Merkel cell carcinoma: therapeutic discussion about two cases

Purpose Merkel cell carcinoma is a rare cutaneous neuroendocrine tumor. Its incidence is estimated 0.34/1 in the U.S. Caucasian population. The Merkel cell carcinoma is a tumor of rapid change with a high malignant potential. Indeed, the survival rate at 3 years was estimated at 68%. Eyelid localization is meanwhile 5‐10 % of Merkel cell carcinoma. The median age of diagnosis is 69 years. It is then in the form of an inflammatory nodule that may be confused with a chalazion. Methods We present two clinical cases of Merkel cell carcinoma of the eyelid, initially confused with chalazion. The staging was performed by PET scan. The first case was classified T1N0M0 carcinoma, the second a classified TxN0M0 carcinoma. Both cases underwent surgical excision healthy margin. The first case is a simple excision, the second flap rotation of the lower eyelid.
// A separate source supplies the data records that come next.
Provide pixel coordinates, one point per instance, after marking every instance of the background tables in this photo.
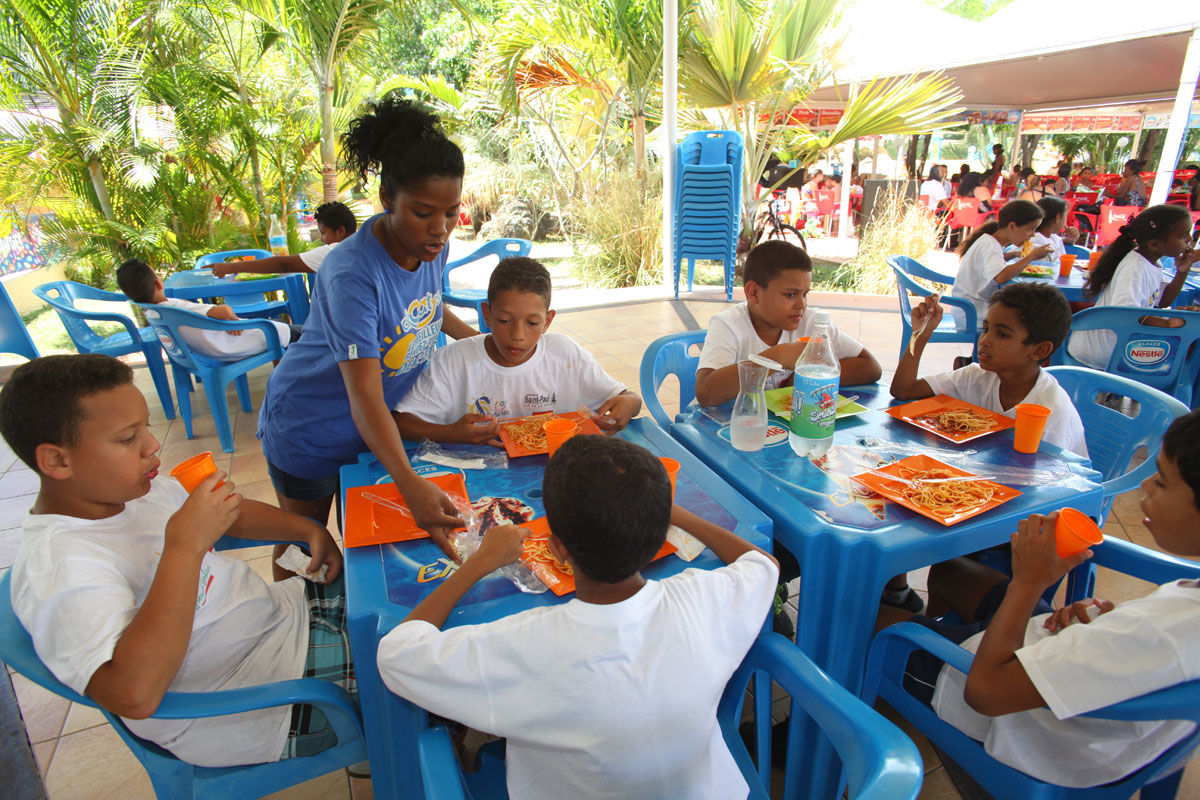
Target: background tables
(384, 583)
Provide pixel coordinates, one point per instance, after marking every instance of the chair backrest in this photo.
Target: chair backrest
(670, 355)
(252, 253)
(13, 335)
(1147, 354)
(501, 248)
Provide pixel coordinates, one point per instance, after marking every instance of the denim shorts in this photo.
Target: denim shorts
(301, 488)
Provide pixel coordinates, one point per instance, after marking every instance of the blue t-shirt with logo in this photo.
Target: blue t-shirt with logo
(364, 306)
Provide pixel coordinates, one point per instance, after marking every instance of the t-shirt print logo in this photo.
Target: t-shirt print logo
(202, 595)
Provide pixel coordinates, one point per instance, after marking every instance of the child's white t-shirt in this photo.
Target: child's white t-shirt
(976, 385)
(78, 583)
(732, 338)
(1137, 282)
(1139, 647)
(613, 701)
(225, 346)
(976, 280)
(463, 379)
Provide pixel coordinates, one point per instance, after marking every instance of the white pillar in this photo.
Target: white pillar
(844, 229)
(1180, 116)
(670, 103)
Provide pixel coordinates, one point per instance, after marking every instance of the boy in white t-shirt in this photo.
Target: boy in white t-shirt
(141, 283)
(335, 222)
(772, 322)
(1024, 325)
(1078, 659)
(115, 582)
(516, 370)
(613, 693)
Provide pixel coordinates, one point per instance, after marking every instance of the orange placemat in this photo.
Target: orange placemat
(918, 464)
(516, 451)
(923, 414)
(370, 522)
(547, 571)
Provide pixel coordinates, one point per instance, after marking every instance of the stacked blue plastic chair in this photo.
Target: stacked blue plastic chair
(708, 196)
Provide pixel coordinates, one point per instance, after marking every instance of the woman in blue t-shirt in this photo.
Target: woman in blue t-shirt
(376, 317)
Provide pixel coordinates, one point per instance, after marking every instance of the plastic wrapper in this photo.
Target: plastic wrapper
(462, 457)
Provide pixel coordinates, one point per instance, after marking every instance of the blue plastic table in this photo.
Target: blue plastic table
(849, 545)
(199, 284)
(383, 583)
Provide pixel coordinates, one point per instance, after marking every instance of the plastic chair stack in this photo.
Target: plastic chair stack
(708, 196)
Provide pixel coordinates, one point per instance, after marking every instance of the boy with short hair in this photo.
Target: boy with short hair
(141, 283)
(1078, 659)
(615, 692)
(1025, 323)
(335, 222)
(771, 323)
(517, 370)
(115, 582)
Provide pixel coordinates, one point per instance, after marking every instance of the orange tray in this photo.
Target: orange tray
(372, 523)
(891, 489)
(558, 581)
(516, 451)
(912, 413)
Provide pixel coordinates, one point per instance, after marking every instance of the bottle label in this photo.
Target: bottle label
(814, 408)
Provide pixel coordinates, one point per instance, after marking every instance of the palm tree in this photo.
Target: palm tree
(322, 35)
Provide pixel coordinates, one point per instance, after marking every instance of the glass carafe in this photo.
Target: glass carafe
(748, 426)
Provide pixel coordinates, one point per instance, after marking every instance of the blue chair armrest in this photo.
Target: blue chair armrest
(441, 773)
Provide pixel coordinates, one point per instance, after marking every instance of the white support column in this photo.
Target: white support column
(670, 104)
(1180, 116)
(844, 229)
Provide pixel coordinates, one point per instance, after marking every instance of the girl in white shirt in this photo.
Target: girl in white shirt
(1129, 275)
(983, 268)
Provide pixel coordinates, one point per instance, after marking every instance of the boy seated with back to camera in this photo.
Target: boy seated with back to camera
(516, 370)
(1074, 660)
(615, 692)
(115, 582)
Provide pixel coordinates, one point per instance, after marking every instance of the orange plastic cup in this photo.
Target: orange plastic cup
(1074, 533)
(1031, 422)
(193, 470)
(672, 468)
(557, 432)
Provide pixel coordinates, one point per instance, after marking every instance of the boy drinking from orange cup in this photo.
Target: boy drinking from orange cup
(1077, 659)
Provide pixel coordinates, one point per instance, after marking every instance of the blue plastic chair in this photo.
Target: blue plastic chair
(881, 762)
(670, 355)
(214, 374)
(63, 295)
(475, 298)
(246, 305)
(1156, 356)
(1158, 780)
(13, 335)
(948, 330)
(179, 780)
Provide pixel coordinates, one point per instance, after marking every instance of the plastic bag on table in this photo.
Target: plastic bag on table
(467, 541)
(462, 457)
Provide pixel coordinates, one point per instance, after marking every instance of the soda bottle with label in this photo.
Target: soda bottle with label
(815, 392)
(277, 236)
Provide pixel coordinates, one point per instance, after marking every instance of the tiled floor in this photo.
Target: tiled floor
(79, 755)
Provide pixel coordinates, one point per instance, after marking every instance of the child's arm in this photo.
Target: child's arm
(262, 266)
(263, 521)
(997, 683)
(151, 649)
(726, 545)
(469, 429)
(905, 383)
(501, 546)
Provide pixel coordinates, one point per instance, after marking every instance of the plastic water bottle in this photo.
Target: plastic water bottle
(277, 238)
(815, 394)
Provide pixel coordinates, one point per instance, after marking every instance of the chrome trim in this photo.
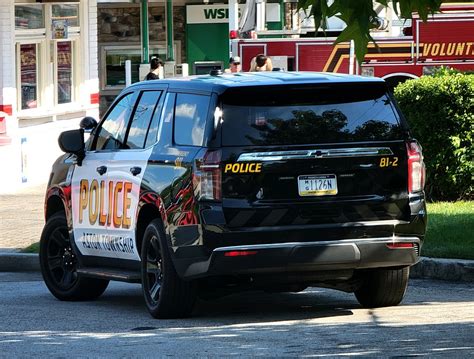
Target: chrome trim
(315, 153)
(324, 243)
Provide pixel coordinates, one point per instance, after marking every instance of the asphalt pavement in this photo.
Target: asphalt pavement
(435, 319)
(21, 222)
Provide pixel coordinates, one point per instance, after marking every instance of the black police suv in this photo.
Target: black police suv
(275, 181)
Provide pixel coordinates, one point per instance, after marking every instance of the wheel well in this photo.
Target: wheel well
(54, 205)
(147, 214)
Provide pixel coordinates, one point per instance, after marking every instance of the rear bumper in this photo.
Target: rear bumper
(297, 257)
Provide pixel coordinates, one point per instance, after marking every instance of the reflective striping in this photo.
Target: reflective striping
(341, 242)
(315, 153)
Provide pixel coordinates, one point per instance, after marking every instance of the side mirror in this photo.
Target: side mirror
(88, 124)
(73, 142)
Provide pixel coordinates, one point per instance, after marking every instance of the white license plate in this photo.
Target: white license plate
(317, 185)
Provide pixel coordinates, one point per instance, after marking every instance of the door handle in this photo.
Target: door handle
(101, 170)
(135, 170)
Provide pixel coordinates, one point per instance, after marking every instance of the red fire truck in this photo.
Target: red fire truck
(445, 39)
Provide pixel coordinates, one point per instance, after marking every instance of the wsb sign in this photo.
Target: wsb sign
(212, 14)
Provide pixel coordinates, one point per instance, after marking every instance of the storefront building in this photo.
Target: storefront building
(62, 61)
(48, 81)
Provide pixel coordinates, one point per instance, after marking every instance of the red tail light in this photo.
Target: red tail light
(208, 175)
(416, 168)
(239, 253)
(400, 245)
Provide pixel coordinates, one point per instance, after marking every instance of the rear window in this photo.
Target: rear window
(307, 115)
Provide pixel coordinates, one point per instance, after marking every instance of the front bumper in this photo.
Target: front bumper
(295, 257)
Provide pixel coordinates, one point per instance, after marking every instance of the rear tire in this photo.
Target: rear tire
(58, 264)
(382, 287)
(166, 294)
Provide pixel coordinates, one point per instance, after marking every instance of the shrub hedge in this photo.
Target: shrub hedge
(440, 112)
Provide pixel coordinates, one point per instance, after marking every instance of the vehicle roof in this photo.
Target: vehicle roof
(222, 82)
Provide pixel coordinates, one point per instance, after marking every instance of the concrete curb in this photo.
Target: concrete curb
(454, 270)
(19, 262)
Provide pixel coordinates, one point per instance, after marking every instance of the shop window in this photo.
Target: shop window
(29, 16)
(29, 76)
(66, 12)
(64, 60)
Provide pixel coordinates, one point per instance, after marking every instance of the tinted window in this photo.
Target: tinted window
(303, 117)
(159, 126)
(190, 119)
(111, 134)
(141, 119)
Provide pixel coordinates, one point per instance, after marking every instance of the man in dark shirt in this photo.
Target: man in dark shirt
(155, 66)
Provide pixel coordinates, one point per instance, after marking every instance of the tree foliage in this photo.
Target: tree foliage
(360, 16)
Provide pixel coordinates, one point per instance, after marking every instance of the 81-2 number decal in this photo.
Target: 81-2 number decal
(388, 162)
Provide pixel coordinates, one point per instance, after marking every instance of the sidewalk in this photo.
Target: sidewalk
(21, 223)
(21, 218)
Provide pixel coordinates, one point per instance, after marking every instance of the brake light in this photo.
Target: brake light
(400, 245)
(208, 175)
(416, 168)
(239, 253)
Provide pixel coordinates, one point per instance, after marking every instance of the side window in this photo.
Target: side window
(111, 134)
(190, 119)
(141, 119)
(157, 127)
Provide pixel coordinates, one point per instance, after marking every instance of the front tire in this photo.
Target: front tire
(382, 287)
(58, 264)
(166, 294)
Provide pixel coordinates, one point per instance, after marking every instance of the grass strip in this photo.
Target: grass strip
(450, 232)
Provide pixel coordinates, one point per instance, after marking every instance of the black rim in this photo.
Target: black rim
(61, 261)
(154, 272)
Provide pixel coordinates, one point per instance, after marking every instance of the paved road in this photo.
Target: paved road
(437, 319)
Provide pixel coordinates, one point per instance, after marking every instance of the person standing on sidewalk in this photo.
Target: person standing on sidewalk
(155, 69)
(234, 65)
(261, 63)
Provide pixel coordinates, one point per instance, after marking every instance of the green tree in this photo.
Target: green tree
(360, 16)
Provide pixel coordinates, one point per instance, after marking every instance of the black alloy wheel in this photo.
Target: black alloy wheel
(61, 261)
(166, 294)
(59, 264)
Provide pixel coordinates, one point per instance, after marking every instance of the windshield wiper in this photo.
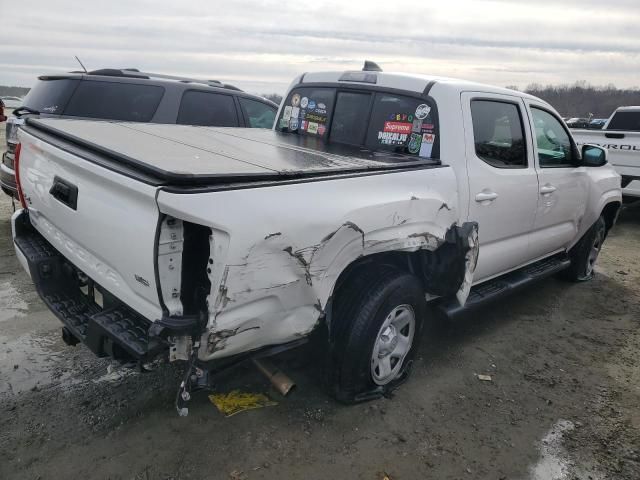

During follow up the second case received radiotherapy for loco regional reached. Results There is no current consensus for the treatment of Merkel cell carcinoma in the eyelid location. Its management is complex and must be multidisciplinary. Mohs micrographic surgery is the technique of choice. To secure tumor margins, radiotherapy seems to be an interesting adjuvant treatment for tumors larger than 2 cm. The sentinel nodetechnique can avoid unnecessary lymphadenectomy. Combination of radiotherapy and sentinel lymph node procedure may improved survival. Conclusion Merkel cell carcinoma is probably a virally induced cancer: a recent prospective study shows a significant association between infection with polyomavirus MCV and Merkel cell carcinoma. New therapy should happen quickly in the future.